Title: Spontaneous Group Hugging
Author: Kriadydragon (Stealth Dragon)
Rating: PG, Gen
Characters: Teyla, Sheppard, Team.
Warnings: Chilliness and group hugging
Summary: A discussion with
friendshipper and various requests made over the past few weeks had instilled in me a desire to write a hypothermia fic.
Spontaneous Group Hugging
Teyla felt Murphy a wise man and his law of anything that can go wrong will go wrong inexplicably sound. Rodney could argue against it and it's lack of scientific bases all he wanted. Life did not always wish to bow to measurements, theorems, and cold hard fact.
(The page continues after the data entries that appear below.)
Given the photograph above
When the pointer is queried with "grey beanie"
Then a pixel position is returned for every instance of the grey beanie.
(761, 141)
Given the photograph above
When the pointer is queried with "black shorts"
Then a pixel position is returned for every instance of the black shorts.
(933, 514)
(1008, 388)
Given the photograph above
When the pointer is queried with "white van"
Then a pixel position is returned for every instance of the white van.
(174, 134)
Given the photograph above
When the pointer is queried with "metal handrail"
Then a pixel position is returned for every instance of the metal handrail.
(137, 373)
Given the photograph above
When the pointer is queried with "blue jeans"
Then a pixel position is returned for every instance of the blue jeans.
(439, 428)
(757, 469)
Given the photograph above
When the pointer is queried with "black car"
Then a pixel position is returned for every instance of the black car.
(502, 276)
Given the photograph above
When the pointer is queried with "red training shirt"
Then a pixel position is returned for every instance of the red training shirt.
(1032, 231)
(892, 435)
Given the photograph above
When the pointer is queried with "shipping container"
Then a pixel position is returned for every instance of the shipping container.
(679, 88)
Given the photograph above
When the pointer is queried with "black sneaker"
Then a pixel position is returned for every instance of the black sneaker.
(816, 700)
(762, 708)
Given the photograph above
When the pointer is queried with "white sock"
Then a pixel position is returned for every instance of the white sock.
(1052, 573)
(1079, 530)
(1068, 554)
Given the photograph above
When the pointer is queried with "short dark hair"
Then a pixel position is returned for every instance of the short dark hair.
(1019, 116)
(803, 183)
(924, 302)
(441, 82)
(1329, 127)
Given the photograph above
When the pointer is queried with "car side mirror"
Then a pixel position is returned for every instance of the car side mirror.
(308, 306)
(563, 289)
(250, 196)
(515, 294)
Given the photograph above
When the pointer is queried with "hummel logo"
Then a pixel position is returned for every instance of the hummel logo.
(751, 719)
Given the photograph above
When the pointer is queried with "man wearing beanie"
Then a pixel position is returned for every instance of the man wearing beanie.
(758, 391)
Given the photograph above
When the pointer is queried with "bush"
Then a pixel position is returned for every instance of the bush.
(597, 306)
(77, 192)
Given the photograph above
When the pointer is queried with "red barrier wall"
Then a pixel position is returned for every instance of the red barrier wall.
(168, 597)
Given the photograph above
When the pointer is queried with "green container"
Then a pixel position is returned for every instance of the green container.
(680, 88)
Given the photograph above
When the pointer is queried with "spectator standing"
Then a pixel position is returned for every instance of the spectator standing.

It adhered to nothing save for the pains and wonders of the unexpected. It did not always allow for certainties, good or bad.
It did, however, allow for hope.
The blizzard decided to escalate to wild and whipping, spitting snow that stung, when Colonel Sheppard fell through the ice. One moment he was there, the next vanished with a short-lived cry of alarm. The sudden unexpectedness of it shocked and terrified Teyla more than what she realized had just happened. There was a second, a mere heart-beat long moment, of hesitation before reality collided and she burst forward into a panicked run.
“Colonel Sheppard!”
Ronon beat her to the dark patch in the ice, sliding to a stop on his knees to plunge his long arm into the water, followed by the second arm. Teyla slid up behind him grabbing the end of his coat to keep him from going in. Rodney came up behind her, grabbing bother arms to prevent the same. Water gurgled and splashed, thick as mud, slush like wet crystals trying to seal the patch back up. Ronon snarled in defiance against the pain of the cold Teyla knew he must be feeling.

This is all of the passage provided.